- Japanese arcade flyer
- Developer: Taito
- Publisher: Taito
- Platform: Arcade
- Release: JP: November 1984;
- Genre: Platform
- Modes: Single-player, multiplayer

= Ben Bero Beh =

1984 video game

 is a 1984 platform video game developed and published by Taito for arcades. It was released only in Japan in November 1984. The player guides Dami-chan, a superhero, through an apartment complex which is on fire. Armed with a fire extinguisher, Dami-chan must make his way down the levels avoiding gas explosions, crumbling floors, damaged lighting fixtures, and various enemies that pop out of the doors.

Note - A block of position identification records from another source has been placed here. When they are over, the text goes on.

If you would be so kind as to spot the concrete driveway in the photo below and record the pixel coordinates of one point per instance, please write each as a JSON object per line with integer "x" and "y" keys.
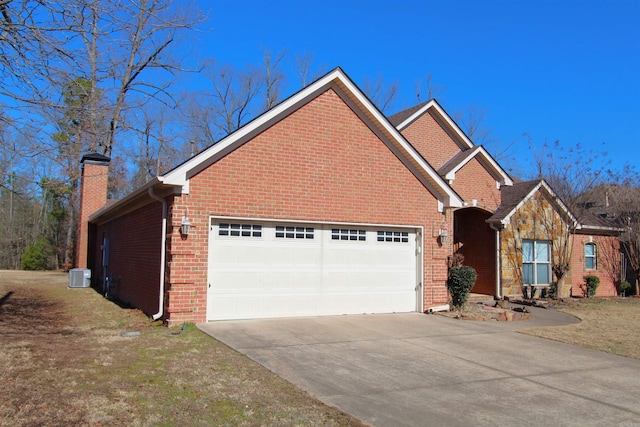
{"x": 424, "y": 370}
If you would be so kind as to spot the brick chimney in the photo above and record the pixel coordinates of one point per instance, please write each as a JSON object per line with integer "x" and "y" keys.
{"x": 93, "y": 196}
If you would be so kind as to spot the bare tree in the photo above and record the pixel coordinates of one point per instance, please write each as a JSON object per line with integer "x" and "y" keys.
{"x": 570, "y": 172}
{"x": 303, "y": 68}
{"x": 426, "y": 90}
{"x": 273, "y": 77}
{"x": 381, "y": 94}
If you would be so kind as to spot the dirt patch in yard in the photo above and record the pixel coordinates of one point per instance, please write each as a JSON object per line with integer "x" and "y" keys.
{"x": 65, "y": 362}
{"x": 607, "y": 324}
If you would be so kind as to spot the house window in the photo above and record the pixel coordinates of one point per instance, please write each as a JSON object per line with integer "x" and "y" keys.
{"x": 393, "y": 236}
{"x": 348, "y": 234}
{"x": 240, "y": 230}
{"x": 536, "y": 268}
{"x": 590, "y": 256}
{"x": 290, "y": 232}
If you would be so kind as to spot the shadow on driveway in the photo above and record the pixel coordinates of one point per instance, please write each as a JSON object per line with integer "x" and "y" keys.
{"x": 413, "y": 369}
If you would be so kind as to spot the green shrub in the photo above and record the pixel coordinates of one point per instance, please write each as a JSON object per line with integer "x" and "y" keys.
{"x": 38, "y": 256}
{"x": 590, "y": 286}
{"x": 461, "y": 280}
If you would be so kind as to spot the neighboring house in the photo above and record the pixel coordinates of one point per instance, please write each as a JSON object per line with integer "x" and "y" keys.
{"x": 539, "y": 233}
{"x": 319, "y": 206}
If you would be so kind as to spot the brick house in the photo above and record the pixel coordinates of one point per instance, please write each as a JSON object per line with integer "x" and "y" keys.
{"x": 537, "y": 231}
{"x": 321, "y": 205}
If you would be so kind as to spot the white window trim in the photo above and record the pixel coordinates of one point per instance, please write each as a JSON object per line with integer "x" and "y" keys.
{"x": 535, "y": 263}
{"x": 594, "y": 256}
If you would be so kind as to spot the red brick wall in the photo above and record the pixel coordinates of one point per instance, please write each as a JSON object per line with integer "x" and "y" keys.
{"x": 431, "y": 141}
{"x": 134, "y": 257}
{"x": 93, "y": 196}
{"x": 473, "y": 181}
{"x": 607, "y": 264}
{"x": 476, "y": 241}
{"x": 321, "y": 163}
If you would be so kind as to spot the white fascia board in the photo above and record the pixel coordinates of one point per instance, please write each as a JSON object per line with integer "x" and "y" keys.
{"x": 499, "y": 173}
{"x": 337, "y": 79}
{"x": 451, "y": 175}
{"x": 507, "y": 219}
{"x": 543, "y": 184}
{"x": 181, "y": 174}
{"x": 443, "y": 115}
{"x": 448, "y": 195}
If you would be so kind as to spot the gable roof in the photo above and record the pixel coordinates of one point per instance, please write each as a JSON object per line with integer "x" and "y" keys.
{"x": 513, "y": 197}
{"x": 359, "y": 103}
{"x": 468, "y": 150}
{"x": 449, "y": 169}
{"x": 176, "y": 180}
{"x": 404, "y": 118}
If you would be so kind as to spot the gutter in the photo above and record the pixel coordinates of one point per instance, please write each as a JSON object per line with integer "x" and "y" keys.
{"x": 498, "y": 269}
{"x": 163, "y": 253}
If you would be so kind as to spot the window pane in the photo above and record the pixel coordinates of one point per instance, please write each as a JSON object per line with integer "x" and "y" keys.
{"x": 542, "y": 251}
{"x": 590, "y": 250}
{"x": 542, "y": 274}
{"x": 527, "y": 274}
{"x": 527, "y": 251}
{"x": 589, "y": 263}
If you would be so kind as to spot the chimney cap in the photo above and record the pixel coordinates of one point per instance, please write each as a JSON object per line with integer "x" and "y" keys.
{"x": 95, "y": 158}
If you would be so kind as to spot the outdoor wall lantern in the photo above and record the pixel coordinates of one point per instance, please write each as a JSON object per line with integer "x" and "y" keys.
{"x": 443, "y": 236}
{"x": 185, "y": 226}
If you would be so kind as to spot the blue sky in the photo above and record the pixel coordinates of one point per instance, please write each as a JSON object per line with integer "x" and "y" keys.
{"x": 556, "y": 70}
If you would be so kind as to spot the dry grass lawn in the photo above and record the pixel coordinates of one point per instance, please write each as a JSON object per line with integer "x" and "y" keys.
{"x": 65, "y": 362}
{"x": 609, "y": 325}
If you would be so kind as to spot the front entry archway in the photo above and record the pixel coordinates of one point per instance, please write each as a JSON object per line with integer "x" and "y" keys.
{"x": 476, "y": 241}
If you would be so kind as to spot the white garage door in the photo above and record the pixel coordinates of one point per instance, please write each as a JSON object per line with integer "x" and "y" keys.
{"x": 261, "y": 269}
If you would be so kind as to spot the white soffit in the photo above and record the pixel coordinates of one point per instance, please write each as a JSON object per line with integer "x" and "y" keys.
{"x": 335, "y": 79}
{"x": 433, "y": 105}
{"x": 479, "y": 150}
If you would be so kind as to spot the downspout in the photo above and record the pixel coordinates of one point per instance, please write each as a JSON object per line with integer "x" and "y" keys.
{"x": 163, "y": 252}
{"x": 498, "y": 269}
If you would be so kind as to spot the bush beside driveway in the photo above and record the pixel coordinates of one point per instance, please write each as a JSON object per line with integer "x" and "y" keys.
{"x": 66, "y": 362}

The goal is to extinguish the fire and rescue Dami-chan's girlfriend, Nao-chan.

Various characters and gameplay elements from the game would go on to appear in later games made by Taito, particularly Bubble Bobble. The game would later appear on Taito Memories II Jōkan. It was released by Hamster Corporation for the Nintendo Switch and PlayStation 4 as part of their Arcade Archives series in 2020.

== Gameplay ==
Ben Bero Beh is a platform arcade game. The player controls a superhero, Dami-chan, though a series of apartment complexes that are on fire in order to save his girlfriend, Nao-chan. To get though the flaming building, Dami-chan is armed with a fire extinguisher that can put out said fires, as well as manipulate stage hazards in order to get through them. Dami-chan can also jump to avoid fall damage from collapsed floors, enemies that appear from time to time out of the apartment doors, and various other hazards. The quicker the player completes the level, the more bonus points the player gets after completing a level. Cameos of characters from various other Taito games also appear to try to halt Dami-chan's progress, such as the enemy spies from Elevator Action, and Chack'n from Chack'n Pop.

== Reception and legacy ==
Game Machine listed Ben Bero Beh on their November 15, 1984 issue as being the fourth most-successful table arcade unit of the month.